No obstante, a la larga nos pareció que a Picardo se le embotaba la
sensibilidad. Ya oía tranquilo, o poco menos, nuestras herejías contra
oradores y cantantes. Habíamos gastado aquel resorte. Entonces
acordamos buscar otros.
Sabíamos algo de su historia; no ignorábamos que Picardo había
sufrido infortunios conyugales, y hasta que había estado loco, o punto
menos, una temporada. También decían que por poco se mete trapense,
y que su esposa residía en Barcelona gastando boato. Nos propusimos
que nos contase estas aventuras; pero no hubo forma. Lo único que
logramos fue hacer reaparecer el consabido rubor de toda su cara y
seguramente de toda su piel.
Como no dio más juego el asunto, emprendimos la tarea de herir los
sentimientos de Picardo; porque ha de saberse que Picardo era una
mina de sentimientos, y que si la noble indignación se vendiese al peso,
Picardo se hace poderoso. Anís le banderilleó atacando a ministros y
grandes hombres, autoridades y celebridades, y no dejando a ninguno
hueso sano. La verdad es que no entiendo por qué esto le arrebolaba
tanto a Picardo el cuero cabelludo. Agotado el filón, Anís arremetió con
la Iglesia y, hecho un Renan, destrozó el dogma. Después le tocó el
turno a las instituciones, pero aquí le atajamos, no fuese que un portero
oyese la retahíla, la tomase por donde quema y se armase un caramillo.

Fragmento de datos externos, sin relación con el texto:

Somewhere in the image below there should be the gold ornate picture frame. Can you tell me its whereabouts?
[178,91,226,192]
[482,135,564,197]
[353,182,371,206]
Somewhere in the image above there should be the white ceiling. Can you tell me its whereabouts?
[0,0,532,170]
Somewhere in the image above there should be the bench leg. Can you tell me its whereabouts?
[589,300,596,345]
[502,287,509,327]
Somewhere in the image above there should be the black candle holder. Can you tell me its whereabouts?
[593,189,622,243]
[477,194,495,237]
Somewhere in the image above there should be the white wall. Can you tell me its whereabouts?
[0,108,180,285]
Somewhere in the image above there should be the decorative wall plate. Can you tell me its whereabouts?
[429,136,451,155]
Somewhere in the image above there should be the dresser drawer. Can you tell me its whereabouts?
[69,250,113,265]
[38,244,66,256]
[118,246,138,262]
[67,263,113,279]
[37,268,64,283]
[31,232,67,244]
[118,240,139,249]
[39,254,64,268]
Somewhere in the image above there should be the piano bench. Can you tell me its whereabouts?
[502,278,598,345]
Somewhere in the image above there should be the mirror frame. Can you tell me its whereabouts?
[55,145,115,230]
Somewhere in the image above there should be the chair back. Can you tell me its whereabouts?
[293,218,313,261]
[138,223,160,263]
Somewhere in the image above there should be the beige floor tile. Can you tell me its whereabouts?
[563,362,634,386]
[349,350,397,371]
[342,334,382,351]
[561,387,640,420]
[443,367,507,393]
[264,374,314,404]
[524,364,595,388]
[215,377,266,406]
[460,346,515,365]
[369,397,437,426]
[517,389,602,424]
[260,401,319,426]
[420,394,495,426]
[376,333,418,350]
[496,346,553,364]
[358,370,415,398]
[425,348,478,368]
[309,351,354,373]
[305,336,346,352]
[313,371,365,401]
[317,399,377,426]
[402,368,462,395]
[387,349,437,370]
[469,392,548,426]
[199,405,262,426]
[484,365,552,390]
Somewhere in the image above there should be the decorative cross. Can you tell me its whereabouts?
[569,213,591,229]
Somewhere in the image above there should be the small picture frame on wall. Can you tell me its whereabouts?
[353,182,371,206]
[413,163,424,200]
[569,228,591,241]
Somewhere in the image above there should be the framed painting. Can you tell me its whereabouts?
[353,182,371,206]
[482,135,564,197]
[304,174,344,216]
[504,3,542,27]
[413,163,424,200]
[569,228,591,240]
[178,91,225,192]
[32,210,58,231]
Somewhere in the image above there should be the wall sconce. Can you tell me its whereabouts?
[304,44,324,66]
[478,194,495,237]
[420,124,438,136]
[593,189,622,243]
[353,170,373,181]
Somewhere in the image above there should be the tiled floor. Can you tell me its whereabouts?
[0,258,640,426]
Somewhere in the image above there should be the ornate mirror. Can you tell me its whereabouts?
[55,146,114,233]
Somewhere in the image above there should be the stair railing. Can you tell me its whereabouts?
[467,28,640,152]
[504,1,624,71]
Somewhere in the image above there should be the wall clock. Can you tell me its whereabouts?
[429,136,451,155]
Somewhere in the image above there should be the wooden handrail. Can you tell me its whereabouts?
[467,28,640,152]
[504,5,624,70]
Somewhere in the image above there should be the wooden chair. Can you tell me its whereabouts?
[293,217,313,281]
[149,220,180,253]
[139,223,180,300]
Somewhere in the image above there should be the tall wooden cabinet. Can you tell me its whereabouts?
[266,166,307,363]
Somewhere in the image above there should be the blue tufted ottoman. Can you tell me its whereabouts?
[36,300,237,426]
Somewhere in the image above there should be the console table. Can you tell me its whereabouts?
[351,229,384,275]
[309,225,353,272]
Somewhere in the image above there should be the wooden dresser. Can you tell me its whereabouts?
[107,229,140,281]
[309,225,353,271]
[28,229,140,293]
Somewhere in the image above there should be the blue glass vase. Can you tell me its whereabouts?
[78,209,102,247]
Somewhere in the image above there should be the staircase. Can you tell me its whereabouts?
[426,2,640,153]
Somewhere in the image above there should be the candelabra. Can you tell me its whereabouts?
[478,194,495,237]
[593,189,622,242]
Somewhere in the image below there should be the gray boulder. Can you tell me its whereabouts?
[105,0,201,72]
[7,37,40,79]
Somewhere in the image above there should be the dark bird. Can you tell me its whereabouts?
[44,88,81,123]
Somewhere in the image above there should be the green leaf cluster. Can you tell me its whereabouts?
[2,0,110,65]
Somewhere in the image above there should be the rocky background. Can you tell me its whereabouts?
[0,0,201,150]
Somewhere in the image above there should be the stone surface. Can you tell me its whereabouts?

En pos de la fe y los poderes constituidos, acometió Anís a la moral, y
expuso doctrinas de un inmoralismo crudo y canibalesco. Los
argumentos que desenterró para convencer a Picardo de que debemos
comernos los unos a los otros eran de lo más salado y bufo. Picardo
gruñía; pero lo que le sacó de sus casillas, lo que le puso no rojo, sino

violeta, fueron los insultos de Anís a las mujeres. Aquel día, al final, se
abalanzó contra el deslenguado -fue el nombre que le dio-, y creíamos
que en un rapto de furor le sacaba los ojos. Anís se echó atrás
tartamudeando:
-Pero ¿qué le pasa a este imbécil?
No tardamos en saber lo que le pasaba. Averiguamos que Picardo tenía
una hija, a quien adoraba, de quien no hablaba nunca, y que algunas
frases de Anís le habían sonado como alusiones a la muchacha. Pura
casualidad, pues Anís ignoraba su existencia.
Lo cierto es que Anís quedó deseoso de jugarle una gorda a Picardo, y
que no tardó en conseguirlo.
-Dejémosle ya en paz -recuerdo que dije al bromista-. Da fatiga torearle
tanto.
-Nada de eso -protestó él-. Lo que haré será discurrir algo fino, una
broma que se pegue al cuerpo.
Me acuerdo de que esta conversación fue el sábado antes de Carnaval,
y el domingo convidé yo al teatro a toda la oficina. Nos reímos como
benditos con el gracioso sainete Los pantalones; hasta Picardo se reía.
Anís tomaba en la representación interés especial.